In the first quarter the Eurozone debtGDP ratio reached 887

(Finance) – According to the latest data published by Eurostat at the end of the first quarter of 2024 the gross public debt/GDP ratio in the euro area (AE20) it was at88.7%slightly up from 88.2% recorded at the end of the fourth quarter of 2023. Even taking into account the European Union as a whole, the ratio increased from 81.5% to 82.0%. Compared to the first quarter of 2023, however, the public debt-to-GDP ratio decreased both in the euro area (from 90.1% to 88.7%) and in the EU (from 83% to 82%).

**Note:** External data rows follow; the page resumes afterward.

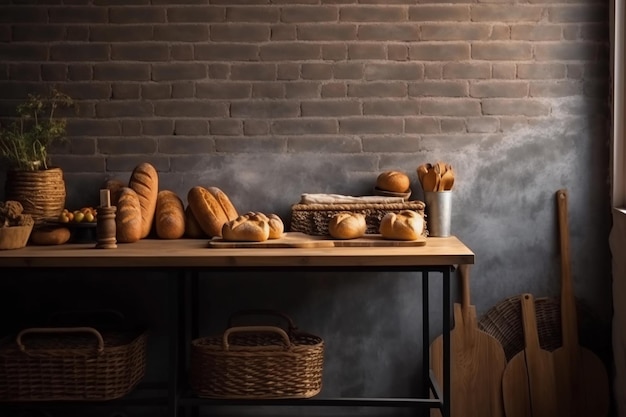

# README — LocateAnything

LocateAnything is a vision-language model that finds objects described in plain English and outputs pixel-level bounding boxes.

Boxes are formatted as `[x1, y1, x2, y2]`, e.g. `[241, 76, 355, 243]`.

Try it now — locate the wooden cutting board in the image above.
[502, 294, 566, 417]
[209, 232, 426, 248]
[430, 265, 506, 417]
[553, 190, 610, 417]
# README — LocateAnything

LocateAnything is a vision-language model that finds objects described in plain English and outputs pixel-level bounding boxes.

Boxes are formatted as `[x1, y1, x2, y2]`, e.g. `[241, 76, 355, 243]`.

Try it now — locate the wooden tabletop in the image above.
[0, 232, 474, 268]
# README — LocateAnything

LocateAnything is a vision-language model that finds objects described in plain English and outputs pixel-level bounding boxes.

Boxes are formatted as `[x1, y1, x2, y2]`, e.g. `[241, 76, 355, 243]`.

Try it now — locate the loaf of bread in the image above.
[185, 206, 208, 239]
[154, 190, 185, 239]
[115, 187, 142, 243]
[102, 178, 128, 206]
[128, 162, 159, 239]
[187, 186, 229, 237]
[328, 211, 367, 239]
[376, 171, 411, 193]
[207, 187, 239, 221]
[30, 227, 71, 246]
[267, 213, 285, 239]
[379, 210, 425, 240]
[222, 213, 270, 242]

The statistical office of the European Union reports that at the end of the first quarter of 2024, general government debt was composed of 83.9% of debt securities in the euro area and from 83.4% in the EU, from 13.6% in loans in the Eurozone and from 14% in the EU and from 2.6% in currency And deposits both in the euro area and in the EU.

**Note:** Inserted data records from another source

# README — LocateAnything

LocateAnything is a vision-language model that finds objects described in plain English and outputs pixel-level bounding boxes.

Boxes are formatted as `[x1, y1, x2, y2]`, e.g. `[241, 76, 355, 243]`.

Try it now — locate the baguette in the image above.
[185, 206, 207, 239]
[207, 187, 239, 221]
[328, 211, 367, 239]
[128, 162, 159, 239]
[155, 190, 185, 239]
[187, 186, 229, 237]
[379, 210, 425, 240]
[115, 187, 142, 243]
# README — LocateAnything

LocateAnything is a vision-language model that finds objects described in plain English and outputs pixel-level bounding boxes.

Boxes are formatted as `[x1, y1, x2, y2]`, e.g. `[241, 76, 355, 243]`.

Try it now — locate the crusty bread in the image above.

Greece (159.8%), Italy (137.7%), France (110.8%), Spain (108.9%), Belgium (108.2%) and Portugal (100.4%) are the countries with the highest public debt/GDP ratio at the end of the first quarter of this year, while the lowest were recorded in Bulgaria (22.6%), Estonia (23.6%) and Luxembourg (27.2%).

Compared to the fourth quarter of 2023, twenty Member States recorded an increase in their debt-to-GDP ratio at the end of the first quarter of 2024, only seven of which managed to reduce it. The largest increases in the ratio were observed in Slovakia (+4.6 pp), Estonia (+4.0 pp), Belgium (+3.1 pp), Romania (+2.8 pp), Hungary (+2.5 pp) and Austria (+2.1 pp). The largest reductions were instead recorded in Greece (-2.1 pp), Cyprus And Netherlands (both -1.2 pp).

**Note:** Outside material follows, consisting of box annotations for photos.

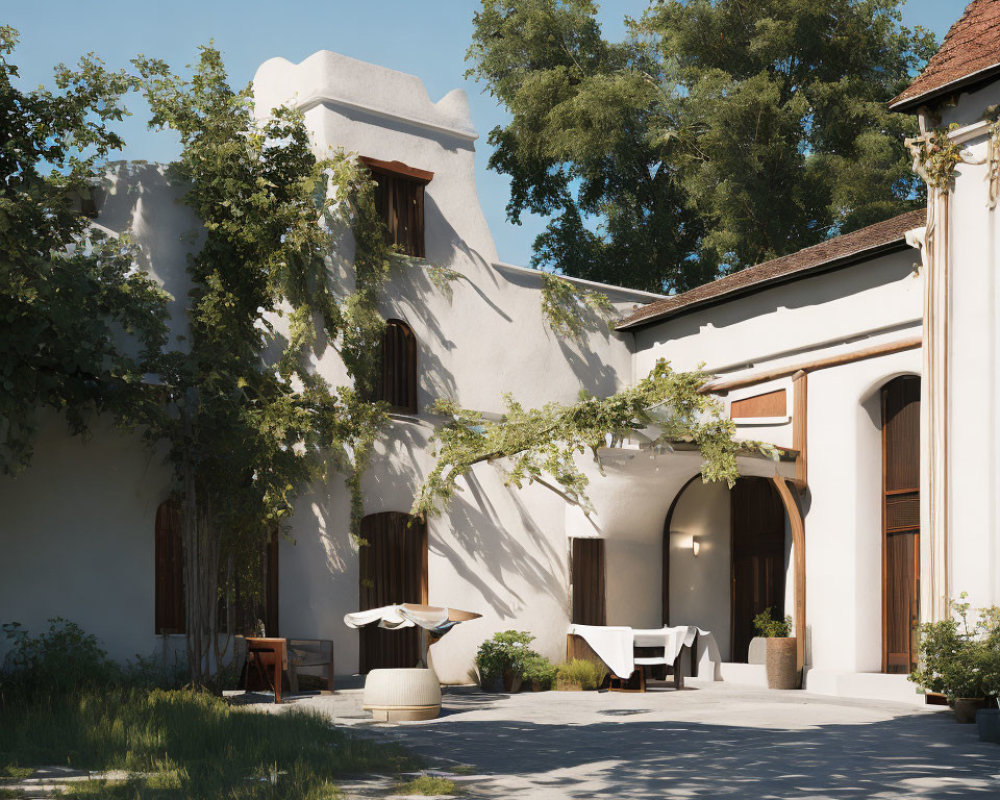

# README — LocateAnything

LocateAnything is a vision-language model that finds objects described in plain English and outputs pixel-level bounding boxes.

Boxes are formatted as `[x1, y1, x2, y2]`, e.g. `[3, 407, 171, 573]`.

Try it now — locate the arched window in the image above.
[377, 319, 417, 414]
[155, 499, 184, 634]
[571, 539, 607, 625]
[358, 511, 427, 673]
[882, 375, 920, 673]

Compared to the first quarter of 2023, twelve Member States recorded an increase in their debt-to-GDP ratio at the end of the first quarter of 2024, fourteen Member States a decrease, while the ratio remained stable in Ireland. The largest increases in the ratio were recorded in Estonia (+6.3 pp), Finland (+4.2 pp), Poland (+3.3 pp), Slovakia (+2.7 pp), Romania (+2.2 pp), Lithuania (+2.1 pp) and Belgium (+2.0 pp). The largest decreases were observed in Portugal (-12 pp), Greece (-9.6 pp), Cyprus (-6.8 pp) and Croatia (-5.3 pp).